Tous les liens de la série ne sont pas bien compris, même dans l’arc narratif plus large. Deux saisons plus tard, par exemple, “Dragon House” est toujours attentif à des événements tels que la relation à long terme de Rhaenyra avec Harvin Strong (Ryan Corr), qui a donné naissance à deux enfants dont les droits légaux sont contestés et qui ont joué un rôle important dans le déclenchement de la guerre. Les graines plantées dans la saison 1 auraient dû porter leurs fruits maintenant, mais le déni continu de Rhaenyra et le portrait vaguement sombre d’une romance aux conséquences de grande envergure rendent son gain moins que cathartique. C’est une bonne chose que la relation aux multiples facettes entre Rhaenyra et Alicent soit mise à l’épreuve au-delà de l’argent de la série.
House of Dragons est basé sur Fire and Blood de l’auteur George R.R. Martin, qui est plus une encyclopédie historique qu’un récit fictif. Parfois, Kondahl et ses collègues s’efforcent d’atténuer les nuances et l’humanité qui disparaissent dans les dossiers académiques ; Pour d’autres, ils transmettent avec précision le sentiment de tomber sur une note de bas de page contenant une histoire de vie unique. Le cousin d’Alissent, Ormund Hightower (James Norton), est un nouveau venu dans la saison 3 et s’impose rapidement dans l’arène bondée. Ormund, une personnalité manipulatrice, charmante, irritable et sensible aux odeurs, entre dans la mêlée en tant qu’agent du Chaos, connu sous le nom des Verts (côté Alicent-Emond-Aegon), mais nominalement allié avec son propre agenda et sa propre stratégie. C’est un personnage qui sort des pages du scénario de Martin, un sentiment que Condal et d’autres ont maintenu tout au long de l’adaptation malgré Martin. problèmes annoncés publiquement avec certaines de leurs options.

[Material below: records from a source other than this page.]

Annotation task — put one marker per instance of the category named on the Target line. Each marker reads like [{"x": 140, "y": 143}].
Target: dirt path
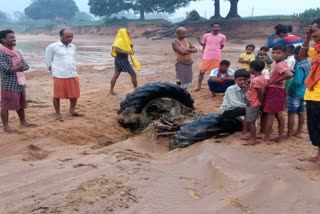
[{"x": 91, "y": 165}]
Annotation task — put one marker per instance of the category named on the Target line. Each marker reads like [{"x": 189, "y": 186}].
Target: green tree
[
  {"x": 216, "y": 9},
  {"x": 233, "y": 12},
  {"x": 52, "y": 9},
  {"x": 109, "y": 7},
  {"x": 4, "y": 17}
]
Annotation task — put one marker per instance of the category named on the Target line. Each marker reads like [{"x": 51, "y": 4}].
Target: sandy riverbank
[{"x": 91, "y": 165}]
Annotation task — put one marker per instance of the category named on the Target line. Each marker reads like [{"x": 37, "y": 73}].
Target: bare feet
[
  {"x": 10, "y": 130},
  {"x": 59, "y": 117},
  {"x": 245, "y": 137},
  {"x": 277, "y": 139}
]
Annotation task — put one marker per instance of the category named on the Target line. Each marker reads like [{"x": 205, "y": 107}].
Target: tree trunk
[
  {"x": 217, "y": 9},
  {"x": 142, "y": 15},
  {"x": 233, "y": 12}
]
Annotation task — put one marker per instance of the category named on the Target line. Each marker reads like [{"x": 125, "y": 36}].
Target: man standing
[
  {"x": 60, "y": 59},
  {"x": 13, "y": 94},
  {"x": 212, "y": 42},
  {"x": 183, "y": 50}
]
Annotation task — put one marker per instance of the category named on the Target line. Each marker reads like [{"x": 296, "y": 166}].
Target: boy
[
  {"x": 247, "y": 57},
  {"x": 291, "y": 63},
  {"x": 296, "y": 92},
  {"x": 275, "y": 96},
  {"x": 221, "y": 78},
  {"x": 234, "y": 101},
  {"x": 263, "y": 55},
  {"x": 255, "y": 97}
]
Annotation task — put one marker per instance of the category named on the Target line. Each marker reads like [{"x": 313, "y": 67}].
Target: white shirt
[
  {"x": 214, "y": 73},
  {"x": 61, "y": 60}
]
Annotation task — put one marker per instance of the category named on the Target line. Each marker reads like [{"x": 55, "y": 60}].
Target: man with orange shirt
[{"x": 213, "y": 42}]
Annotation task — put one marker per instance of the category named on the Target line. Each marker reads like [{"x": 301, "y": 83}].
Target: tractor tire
[{"x": 149, "y": 102}]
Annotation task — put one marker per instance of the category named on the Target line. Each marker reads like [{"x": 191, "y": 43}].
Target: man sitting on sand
[
  {"x": 234, "y": 101},
  {"x": 221, "y": 78},
  {"x": 13, "y": 83},
  {"x": 60, "y": 59},
  {"x": 183, "y": 49}
]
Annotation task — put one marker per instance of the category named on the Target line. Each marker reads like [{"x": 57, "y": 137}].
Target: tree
[
  {"x": 233, "y": 12},
  {"x": 216, "y": 9},
  {"x": 52, "y": 9},
  {"x": 109, "y": 7}
]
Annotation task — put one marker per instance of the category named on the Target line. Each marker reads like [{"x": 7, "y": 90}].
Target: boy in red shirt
[
  {"x": 275, "y": 97},
  {"x": 255, "y": 98}
]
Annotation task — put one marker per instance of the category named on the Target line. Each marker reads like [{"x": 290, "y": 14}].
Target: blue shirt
[{"x": 297, "y": 86}]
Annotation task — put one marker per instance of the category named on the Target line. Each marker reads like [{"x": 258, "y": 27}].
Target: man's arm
[
  {"x": 271, "y": 43},
  {"x": 24, "y": 64},
  {"x": 177, "y": 47},
  {"x": 6, "y": 67}
]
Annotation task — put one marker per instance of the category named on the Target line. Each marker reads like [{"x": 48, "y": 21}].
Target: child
[
  {"x": 291, "y": 63},
  {"x": 263, "y": 55},
  {"x": 296, "y": 92},
  {"x": 234, "y": 101},
  {"x": 275, "y": 96},
  {"x": 255, "y": 100},
  {"x": 247, "y": 57}
]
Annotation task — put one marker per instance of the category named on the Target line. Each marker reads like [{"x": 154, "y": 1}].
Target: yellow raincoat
[{"x": 123, "y": 42}]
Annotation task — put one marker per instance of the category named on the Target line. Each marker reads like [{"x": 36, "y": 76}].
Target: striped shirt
[{"x": 9, "y": 80}]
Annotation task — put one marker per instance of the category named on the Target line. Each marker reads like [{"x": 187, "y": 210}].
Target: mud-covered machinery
[{"x": 170, "y": 110}]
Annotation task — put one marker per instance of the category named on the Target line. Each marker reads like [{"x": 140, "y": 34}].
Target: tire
[
  {"x": 203, "y": 128},
  {"x": 152, "y": 98}
]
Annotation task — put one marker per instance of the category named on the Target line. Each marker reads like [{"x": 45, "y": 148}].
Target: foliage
[
  {"x": 109, "y": 7},
  {"x": 309, "y": 14},
  {"x": 52, "y": 9}
]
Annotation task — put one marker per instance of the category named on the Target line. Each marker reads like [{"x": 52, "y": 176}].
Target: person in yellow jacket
[{"x": 122, "y": 48}]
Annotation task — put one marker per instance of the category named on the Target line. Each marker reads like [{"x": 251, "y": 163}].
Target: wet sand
[{"x": 91, "y": 165}]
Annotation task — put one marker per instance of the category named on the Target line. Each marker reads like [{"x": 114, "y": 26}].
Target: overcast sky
[{"x": 204, "y": 7}]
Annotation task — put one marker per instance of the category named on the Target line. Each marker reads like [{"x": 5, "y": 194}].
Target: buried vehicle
[{"x": 170, "y": 109}]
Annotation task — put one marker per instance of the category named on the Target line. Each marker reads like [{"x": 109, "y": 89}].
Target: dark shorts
[
  {"x": 122, "y": 64},
  {"x": 275, "y": 100},
  {"x": 252, "y": 114},
  {"x": 313, "y": 118},
  {"x": 11, "y": 100},
  {"x": 295, "y": 105}
]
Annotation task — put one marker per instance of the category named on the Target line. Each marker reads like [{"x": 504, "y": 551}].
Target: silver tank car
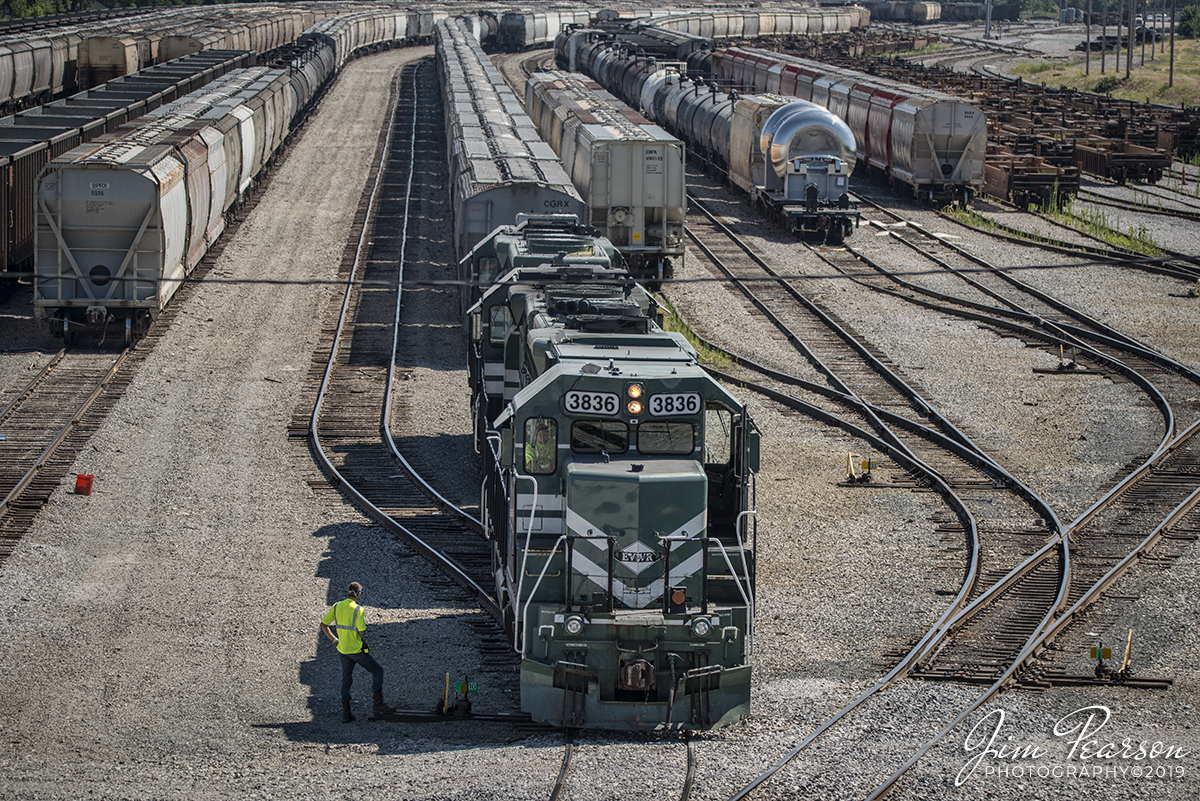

Kondal dit “Dragon House” se terminera avec la saison 4, et il n’est pas trop critique de dire que la première moitié de la saison 3 m’a préparé à cette conclusion. Je n’ai pas besoin de connaître les détails de la façon dont le conflit est résolu pour savoir que personne n’est vraiment heureux et que tout le monde est dans une situation pire, car Dragon House le préfigure si clairement dans les décisions terrifiantes et tendues de chaque personnage. C’est ce qui rend si importants à la fois les personnages marginaux comme Ormond et les personnages centraux comme les deux anti-héros. Qu’ils fournissent un étourdissement, une distraction ou une stabilisation d’ancrage, ils font que House of Dragons vaut la peine de supporter une catastrophe prédestinée. Les dragons ne sont que des lézards volants CGI.
La saison 3 de “Dragon House” débute le 21 juin à 21h00. sur HBO et HBO Max.